The chips don’t necessarily need to compete with the likes of AMD and Nvidia, though. A custom inference accelerator opens the door to significantly lower hardware costs compared to state-of-the-art training GPUs like Nvidia’s H100 or AMD’s MI450. These chips are built for flexibility, with oversized compute arrays and massive memory bandwidth — features that make them powerful but extremely expensive.

Inference silicon, by contrast, can strip out much of that overhead. It can use lower-precision math (such as INT8 or FP8), smaller on-chip caches, and simpler interconnects, all tailored to predictable inference workloads. That means lower power draw, reduced cooling requirements, and a smaller bill of materials per rack — translating to lower cost per token at the massive scale OpenAI operates.

But while the huge demand for Nvidia and AMD GPUs will likely be impacted by an increased number of companies designing custom silicon, silicon for training will still remain dominated by the likes of Nvidia for the foreseeable future.
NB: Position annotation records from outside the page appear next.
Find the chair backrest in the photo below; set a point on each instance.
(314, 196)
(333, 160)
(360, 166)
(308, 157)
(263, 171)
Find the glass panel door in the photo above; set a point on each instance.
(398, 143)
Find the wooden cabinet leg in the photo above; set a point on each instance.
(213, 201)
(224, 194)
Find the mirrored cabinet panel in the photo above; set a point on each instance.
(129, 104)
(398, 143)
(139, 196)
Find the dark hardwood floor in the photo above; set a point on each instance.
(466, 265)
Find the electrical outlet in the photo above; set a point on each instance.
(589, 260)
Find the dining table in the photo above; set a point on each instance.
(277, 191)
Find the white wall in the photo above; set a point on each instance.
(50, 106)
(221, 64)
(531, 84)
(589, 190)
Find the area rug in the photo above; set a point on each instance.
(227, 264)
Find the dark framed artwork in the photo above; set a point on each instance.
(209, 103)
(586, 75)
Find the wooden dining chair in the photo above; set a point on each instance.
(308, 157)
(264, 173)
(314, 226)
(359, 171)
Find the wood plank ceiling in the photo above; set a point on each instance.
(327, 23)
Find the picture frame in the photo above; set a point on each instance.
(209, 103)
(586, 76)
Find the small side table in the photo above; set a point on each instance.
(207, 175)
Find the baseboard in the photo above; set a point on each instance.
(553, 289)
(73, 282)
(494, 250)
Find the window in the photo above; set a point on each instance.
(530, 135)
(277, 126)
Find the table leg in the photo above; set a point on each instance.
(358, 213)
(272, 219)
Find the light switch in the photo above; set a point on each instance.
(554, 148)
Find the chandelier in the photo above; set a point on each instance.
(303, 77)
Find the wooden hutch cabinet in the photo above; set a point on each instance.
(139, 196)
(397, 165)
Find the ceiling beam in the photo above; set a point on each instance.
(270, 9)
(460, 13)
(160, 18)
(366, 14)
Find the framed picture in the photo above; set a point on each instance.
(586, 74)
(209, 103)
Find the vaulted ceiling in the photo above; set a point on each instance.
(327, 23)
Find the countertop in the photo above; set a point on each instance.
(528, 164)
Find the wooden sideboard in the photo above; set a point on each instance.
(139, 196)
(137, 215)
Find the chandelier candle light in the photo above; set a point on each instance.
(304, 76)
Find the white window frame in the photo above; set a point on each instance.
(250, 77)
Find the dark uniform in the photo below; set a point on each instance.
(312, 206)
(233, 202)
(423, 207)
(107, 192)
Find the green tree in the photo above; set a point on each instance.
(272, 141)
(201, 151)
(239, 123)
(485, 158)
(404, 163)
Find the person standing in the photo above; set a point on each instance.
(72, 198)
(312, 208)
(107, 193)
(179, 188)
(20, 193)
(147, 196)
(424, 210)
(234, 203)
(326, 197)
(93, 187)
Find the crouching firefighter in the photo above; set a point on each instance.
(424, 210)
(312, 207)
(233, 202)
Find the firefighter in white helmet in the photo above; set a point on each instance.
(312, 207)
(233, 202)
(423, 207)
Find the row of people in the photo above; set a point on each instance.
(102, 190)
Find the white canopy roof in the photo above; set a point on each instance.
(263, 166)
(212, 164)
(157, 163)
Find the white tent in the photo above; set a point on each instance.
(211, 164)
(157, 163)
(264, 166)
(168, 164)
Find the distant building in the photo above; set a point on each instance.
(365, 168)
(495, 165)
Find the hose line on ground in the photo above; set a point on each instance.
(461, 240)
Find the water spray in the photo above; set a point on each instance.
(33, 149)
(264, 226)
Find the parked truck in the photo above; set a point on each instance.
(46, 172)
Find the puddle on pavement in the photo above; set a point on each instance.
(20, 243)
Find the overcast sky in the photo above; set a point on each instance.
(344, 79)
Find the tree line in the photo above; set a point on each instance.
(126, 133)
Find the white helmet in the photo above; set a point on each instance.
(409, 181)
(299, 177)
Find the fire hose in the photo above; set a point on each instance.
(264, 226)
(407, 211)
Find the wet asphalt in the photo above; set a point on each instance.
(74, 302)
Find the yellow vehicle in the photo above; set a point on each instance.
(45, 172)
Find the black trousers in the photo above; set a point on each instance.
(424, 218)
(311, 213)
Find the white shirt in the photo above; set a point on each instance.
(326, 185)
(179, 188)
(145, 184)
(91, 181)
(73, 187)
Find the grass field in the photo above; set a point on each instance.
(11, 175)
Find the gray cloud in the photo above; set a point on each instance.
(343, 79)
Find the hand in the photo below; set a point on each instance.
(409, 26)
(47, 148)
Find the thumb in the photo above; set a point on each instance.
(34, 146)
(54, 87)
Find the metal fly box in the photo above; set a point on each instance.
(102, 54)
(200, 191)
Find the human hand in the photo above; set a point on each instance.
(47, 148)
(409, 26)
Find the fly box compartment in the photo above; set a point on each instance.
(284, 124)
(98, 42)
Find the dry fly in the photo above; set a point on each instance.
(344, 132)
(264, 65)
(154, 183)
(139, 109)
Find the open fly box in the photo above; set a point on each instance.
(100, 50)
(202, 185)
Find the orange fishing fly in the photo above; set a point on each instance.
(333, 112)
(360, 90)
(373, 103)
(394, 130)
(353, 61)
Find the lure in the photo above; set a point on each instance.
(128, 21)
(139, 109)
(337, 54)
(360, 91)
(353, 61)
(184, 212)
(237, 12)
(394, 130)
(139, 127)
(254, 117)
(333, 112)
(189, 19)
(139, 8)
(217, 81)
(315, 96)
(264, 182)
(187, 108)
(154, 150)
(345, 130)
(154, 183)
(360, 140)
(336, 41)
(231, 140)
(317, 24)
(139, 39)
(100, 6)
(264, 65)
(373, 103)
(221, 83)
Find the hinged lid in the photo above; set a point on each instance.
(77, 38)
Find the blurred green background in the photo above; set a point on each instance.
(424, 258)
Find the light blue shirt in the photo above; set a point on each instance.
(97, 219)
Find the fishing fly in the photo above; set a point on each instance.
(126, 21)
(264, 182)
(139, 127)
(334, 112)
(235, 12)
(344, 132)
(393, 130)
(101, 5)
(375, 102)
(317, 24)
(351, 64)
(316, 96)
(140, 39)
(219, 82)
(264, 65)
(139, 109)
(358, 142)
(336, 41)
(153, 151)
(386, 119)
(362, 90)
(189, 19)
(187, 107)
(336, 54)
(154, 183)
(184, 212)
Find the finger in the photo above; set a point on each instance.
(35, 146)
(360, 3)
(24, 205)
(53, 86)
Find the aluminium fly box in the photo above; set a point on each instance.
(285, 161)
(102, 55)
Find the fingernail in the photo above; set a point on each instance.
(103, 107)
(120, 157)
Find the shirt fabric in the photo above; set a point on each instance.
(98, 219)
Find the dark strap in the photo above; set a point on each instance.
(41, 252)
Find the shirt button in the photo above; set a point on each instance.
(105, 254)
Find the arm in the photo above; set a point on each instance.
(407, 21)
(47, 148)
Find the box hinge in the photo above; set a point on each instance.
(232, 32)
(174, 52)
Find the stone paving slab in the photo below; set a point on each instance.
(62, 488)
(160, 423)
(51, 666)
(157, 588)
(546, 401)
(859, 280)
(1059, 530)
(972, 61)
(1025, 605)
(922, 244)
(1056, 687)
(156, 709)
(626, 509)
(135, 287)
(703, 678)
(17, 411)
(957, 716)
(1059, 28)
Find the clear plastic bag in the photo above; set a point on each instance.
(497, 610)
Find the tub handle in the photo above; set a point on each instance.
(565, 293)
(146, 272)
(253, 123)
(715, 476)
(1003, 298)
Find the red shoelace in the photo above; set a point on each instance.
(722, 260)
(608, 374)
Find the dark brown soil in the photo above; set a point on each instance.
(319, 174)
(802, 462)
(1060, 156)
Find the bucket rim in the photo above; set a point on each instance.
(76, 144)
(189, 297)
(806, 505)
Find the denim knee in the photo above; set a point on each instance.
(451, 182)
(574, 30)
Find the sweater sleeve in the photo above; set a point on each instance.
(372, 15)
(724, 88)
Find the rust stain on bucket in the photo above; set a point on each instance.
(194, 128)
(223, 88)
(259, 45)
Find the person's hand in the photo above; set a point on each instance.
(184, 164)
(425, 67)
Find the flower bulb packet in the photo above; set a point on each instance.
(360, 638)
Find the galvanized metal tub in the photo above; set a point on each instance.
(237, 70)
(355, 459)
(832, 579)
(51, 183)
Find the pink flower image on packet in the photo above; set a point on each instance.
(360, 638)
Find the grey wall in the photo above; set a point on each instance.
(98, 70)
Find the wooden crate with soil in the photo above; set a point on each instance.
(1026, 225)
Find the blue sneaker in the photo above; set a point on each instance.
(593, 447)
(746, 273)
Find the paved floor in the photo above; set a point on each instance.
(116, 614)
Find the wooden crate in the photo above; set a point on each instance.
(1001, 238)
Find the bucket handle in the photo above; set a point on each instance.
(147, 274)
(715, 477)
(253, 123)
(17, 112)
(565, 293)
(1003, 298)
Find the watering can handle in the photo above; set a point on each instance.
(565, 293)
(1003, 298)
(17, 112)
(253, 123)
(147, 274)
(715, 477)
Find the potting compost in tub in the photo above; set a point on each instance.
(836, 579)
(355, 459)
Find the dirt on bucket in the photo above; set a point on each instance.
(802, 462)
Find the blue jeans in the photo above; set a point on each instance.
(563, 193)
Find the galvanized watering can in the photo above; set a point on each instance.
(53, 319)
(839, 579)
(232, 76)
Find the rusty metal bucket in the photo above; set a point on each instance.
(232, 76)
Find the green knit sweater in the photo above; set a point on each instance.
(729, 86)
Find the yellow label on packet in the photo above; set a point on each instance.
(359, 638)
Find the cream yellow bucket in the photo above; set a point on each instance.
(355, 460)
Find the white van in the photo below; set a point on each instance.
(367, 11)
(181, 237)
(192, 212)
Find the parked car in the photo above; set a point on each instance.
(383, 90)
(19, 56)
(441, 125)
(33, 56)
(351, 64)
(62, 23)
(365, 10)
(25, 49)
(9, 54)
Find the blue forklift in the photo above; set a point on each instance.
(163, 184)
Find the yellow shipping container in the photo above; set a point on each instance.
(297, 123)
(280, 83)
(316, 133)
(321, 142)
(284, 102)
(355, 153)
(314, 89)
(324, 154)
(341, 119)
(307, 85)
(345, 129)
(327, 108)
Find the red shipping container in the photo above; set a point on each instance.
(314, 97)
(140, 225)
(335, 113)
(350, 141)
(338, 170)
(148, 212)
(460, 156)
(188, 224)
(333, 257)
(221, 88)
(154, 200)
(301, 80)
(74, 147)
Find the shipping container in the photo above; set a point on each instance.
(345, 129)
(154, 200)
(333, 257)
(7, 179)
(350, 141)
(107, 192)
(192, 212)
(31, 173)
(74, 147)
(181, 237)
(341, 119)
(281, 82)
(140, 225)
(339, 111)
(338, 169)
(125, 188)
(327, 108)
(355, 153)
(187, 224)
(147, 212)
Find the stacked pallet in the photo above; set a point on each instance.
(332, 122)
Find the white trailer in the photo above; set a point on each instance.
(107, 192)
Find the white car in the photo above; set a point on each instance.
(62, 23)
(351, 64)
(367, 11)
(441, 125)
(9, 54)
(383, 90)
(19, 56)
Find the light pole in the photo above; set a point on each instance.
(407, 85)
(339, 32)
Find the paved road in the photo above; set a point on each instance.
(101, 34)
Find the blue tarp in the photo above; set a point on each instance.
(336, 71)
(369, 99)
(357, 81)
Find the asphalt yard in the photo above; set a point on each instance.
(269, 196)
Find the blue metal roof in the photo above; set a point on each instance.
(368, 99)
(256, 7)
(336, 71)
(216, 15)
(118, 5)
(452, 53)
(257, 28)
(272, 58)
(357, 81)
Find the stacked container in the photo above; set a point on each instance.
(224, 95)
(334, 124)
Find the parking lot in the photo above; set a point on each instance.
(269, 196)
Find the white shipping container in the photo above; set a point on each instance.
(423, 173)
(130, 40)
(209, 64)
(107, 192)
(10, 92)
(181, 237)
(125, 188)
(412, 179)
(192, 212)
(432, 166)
If OpenAI’s custom accelerators can handle inference at scale, Nvidia could lose some of the high-margin, high-volume workloads that make up the bulk of its data-center revenue.

In short, OpenAI’s trio of deals — with Nvidia, AMD, and now Broadcom — marks a new phase in AI infrastructure strategy. The GPU giants remain essential, but OpenAI is clearly working to rebalance power across its supply chain and bring more of its compute under its own control.